Institute for Financial Transparency

Shining a light on the opaque corners of finance

22
Jun
2019
0

“But I trusted Tim [Geithner] …”

In the HBO/Vice documentary Panic, Barack Obama showed just how difficult it is to defend the indefensible.  Particularly when he has to defend the response to the financial crisis by his Administration.  To escape any responsibility for the terrible choices his Administration made, he tries to shift the blame.

But I trusted Tim [Geithner}.  As someone who was a technician.  Who was not ideological.  He was my best bet. [hat tip to Nathan Tankus for quote]

Saying Geithner was his best bet appears to conflict with his statement he thought it was important to support Bush/Paulson’s policy response to the financial crisis as he thought not doing so like FDR would have made crisis worse.

We didn’t actually, I think, do what Franklin Delano Roosevelt did, which was basically wait for six months until the thing had gotten so bad that it became an easier sell politically because we thought that was irresponsible. We had to act quickly.

This quote is really remarkable.

Note how Obama focused on having to act quickly.  Why?  He was still campaigning and, even if he had won, an incoming president has NO power.  We had another administration already in place and it was leading the response to the financial crisis.
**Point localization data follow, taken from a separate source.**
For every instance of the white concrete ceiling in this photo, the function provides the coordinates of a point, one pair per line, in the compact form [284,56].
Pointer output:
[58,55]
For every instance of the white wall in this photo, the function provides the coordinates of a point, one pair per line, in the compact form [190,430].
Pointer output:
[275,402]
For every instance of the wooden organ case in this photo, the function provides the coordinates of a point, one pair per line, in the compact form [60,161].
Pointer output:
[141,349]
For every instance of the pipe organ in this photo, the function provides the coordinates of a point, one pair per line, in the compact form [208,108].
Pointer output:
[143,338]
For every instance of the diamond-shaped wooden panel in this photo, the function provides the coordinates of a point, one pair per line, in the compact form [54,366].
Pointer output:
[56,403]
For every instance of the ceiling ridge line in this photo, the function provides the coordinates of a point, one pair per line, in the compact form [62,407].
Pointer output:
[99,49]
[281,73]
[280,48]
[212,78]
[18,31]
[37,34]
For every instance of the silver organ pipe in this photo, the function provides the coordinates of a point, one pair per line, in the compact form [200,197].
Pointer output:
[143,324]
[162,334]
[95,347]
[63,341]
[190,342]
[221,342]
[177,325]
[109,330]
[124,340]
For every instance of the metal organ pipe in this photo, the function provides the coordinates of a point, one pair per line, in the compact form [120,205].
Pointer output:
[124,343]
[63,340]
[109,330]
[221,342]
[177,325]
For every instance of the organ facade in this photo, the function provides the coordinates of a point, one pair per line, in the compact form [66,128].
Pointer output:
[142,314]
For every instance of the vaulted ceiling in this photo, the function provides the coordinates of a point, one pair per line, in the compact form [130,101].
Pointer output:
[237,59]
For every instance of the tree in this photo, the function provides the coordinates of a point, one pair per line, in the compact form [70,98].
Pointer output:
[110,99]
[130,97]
That administration’s policies were lead by the Committee to Save the Banks (Paulson/Bernanke/Geithner).  These policies weren’t going to change if Obama didn’t approve of its handling of the crisis.

If elected, Obama had over two months to carefully study why the crisis occurred, what impact the current policies were having on the financial system/economy and review the options for policies so his administration could choose to pursue policies that were most likely to successfully end the crisis for the benefit of the 99%.

By acting quickly, he committed his Administration to pursuing a course of action months before he actually took office.  A course of action chosen not by his Administration after careful consideration, but by the previous Administration and the Wall Street friendly Committee to Save the Banks.

A course of action that was entirely inconsistent with the message of “Hope and Change” he ran on.  It wouldn’t have been unreasonable for voters to hope for a change in the bank friendly response to the financial crisis that saw the voters being asked to pick up the tab for the bankers’ losses.  After all, the voters instinctively knew the Committee to Save the Banks’ narrative was a con.

I don’t think I adequately gave Goldman’s former CEO Hank Paulson his due as a salesman.  While he couldn’t sell his con to the American people, he was able to sell his con to Obama.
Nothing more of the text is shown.